I am not alone in saying that there is more benefit to having the best cancer hospital in the country, and considered one of the best in the world, here in SA.
There is so much to gain in so many ways. Perhaps the real story is one focused on the great potential for positive outcomes for the patient, caregiver, and elevating the level of care and research, and collaboration. The impact this would have as further advancement is made to bring an end to cancer by providing unmatched education, research and training is also important to stress.
Ruffled feathers and pride, are of least importance and should not overshadow the real story that needs telling.
As a practicing CTRC member and Orthopedic Oncologist affiliated with UTHSCSA, I found this article to be thought provoking on many levels. As a physician that trained outside of San Antonio, I have always found that general San Antonian opinions on CTRC and UTHSCSA contrarian to the views that other city populations have on their primary academic facilities and cancer center. My training took me through the University of Michigan, Emory University, and the University of Florida: all highly-respected academic institutions. The general ‘feel’ was that those were the places individuals went to obtain the highest level of evidenced based and ethical practices. Here in San Antonio, in many circles, the perception is otherwise. Although there are innumerable clinicians in private practice that are exceptional at what they do and follow the same evidence and ethical practices, the academic institutions are perceived to be the site for unfunded or poorly funded only. They are not seen as the centers of excellence. To me, it makes little to no sense. As someone who has only lived in San Antonio for 5 years, I don’t know the genesis of the community feelings nor why they have persisted as long as they have. It baffles me.

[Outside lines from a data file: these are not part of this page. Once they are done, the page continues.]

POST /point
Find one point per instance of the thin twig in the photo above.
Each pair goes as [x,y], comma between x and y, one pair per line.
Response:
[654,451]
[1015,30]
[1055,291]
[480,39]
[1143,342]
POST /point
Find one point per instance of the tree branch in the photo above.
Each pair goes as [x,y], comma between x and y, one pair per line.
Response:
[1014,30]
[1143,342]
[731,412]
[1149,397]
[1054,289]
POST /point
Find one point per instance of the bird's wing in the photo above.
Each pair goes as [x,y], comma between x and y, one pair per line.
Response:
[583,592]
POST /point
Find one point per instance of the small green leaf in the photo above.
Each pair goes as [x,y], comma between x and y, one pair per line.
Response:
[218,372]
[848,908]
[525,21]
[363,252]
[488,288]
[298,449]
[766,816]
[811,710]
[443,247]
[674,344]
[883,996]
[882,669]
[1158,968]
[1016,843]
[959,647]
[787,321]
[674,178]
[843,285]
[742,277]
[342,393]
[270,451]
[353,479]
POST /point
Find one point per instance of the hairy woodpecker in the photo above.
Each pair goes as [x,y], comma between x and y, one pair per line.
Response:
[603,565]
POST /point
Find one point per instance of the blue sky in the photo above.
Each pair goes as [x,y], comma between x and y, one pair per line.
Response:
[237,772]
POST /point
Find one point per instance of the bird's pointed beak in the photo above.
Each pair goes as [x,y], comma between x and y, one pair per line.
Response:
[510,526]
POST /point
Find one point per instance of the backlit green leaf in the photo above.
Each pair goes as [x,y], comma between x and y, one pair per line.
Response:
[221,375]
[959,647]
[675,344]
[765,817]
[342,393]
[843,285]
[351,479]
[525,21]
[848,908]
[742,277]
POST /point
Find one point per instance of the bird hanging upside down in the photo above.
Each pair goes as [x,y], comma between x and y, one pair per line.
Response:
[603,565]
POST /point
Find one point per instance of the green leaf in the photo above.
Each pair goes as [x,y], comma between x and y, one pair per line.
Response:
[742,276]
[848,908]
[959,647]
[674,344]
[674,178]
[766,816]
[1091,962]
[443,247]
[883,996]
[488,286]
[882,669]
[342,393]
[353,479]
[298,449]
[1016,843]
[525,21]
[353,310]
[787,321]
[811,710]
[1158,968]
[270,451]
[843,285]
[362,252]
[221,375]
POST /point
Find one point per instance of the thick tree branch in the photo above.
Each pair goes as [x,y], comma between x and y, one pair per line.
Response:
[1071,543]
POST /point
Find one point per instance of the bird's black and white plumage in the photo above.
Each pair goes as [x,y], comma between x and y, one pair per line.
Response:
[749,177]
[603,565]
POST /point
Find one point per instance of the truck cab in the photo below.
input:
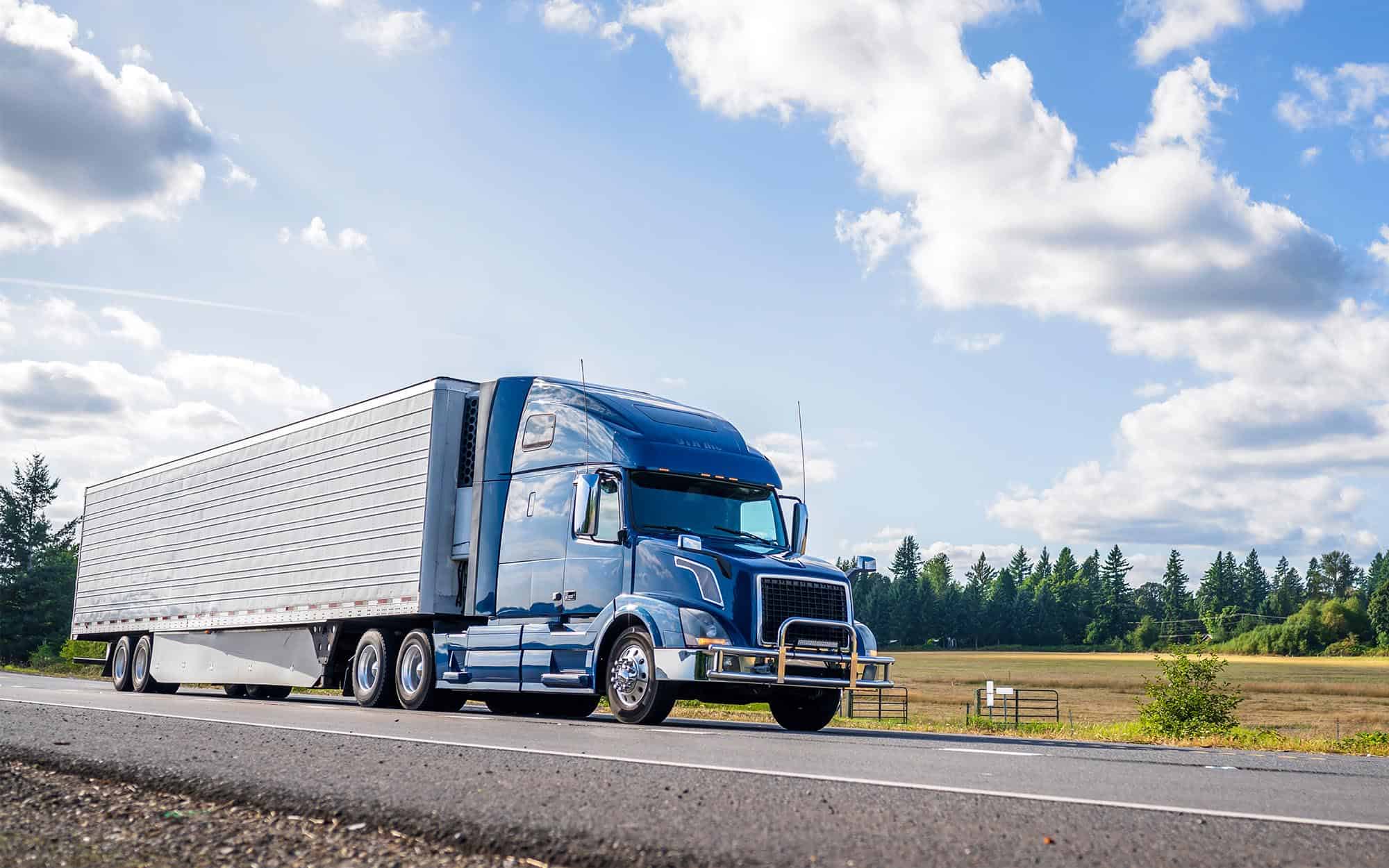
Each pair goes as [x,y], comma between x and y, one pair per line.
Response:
[615,544]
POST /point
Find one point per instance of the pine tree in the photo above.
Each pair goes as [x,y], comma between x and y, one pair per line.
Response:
[1177,601]
[906,563]
[1254,583]
[1319,588]
[38,565]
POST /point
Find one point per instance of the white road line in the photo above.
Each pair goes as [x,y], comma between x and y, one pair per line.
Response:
[763,773]
[981,751]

The oncologists at CTRC are exceptional. I trust my colleagues implicitly if it were my own health or that of a loved one. This excellence is often forgotten because we are in service to the public, by law, we are required to serve all, and we do, with pride.
I personally know that many physicians specifically chose to practice in San Antonio over being at MD Anderson Houston simply because they prefer SA as a city. Additionally, I have many patients that have asked if they should go to MD Anderson for their sarcoma while we are capable of providing the same services here in San Antonio without the challenges associated with receiving care in Houston. That is all the while under the NCI designation and a multi-disciplinary team trained to treat sarcomas.
As Dr. Heinrich has pointed out in this article, truths are largely in the eye of the beholder. Dr. Thompson is a poignant leader that has been put in a difficult position. However, for the sake of San Antonio and CTRC, we must put our best foot forward. I personally hope that he will consider leading this new endeavor as his contributions should not go unnoticed. As an institution, our common goal should be to combine what MD Anderson has to offer with our cancer center in order to create a world-class facility for loved ones here in South Texas.
It was my go-to choice back in the old days — 2002. My only quibble was that the patient load is high and wait times for appointments was long. I never had the resources to go to Houston.
There is an unmet need here. Whatever helps reduce that, I’m all in.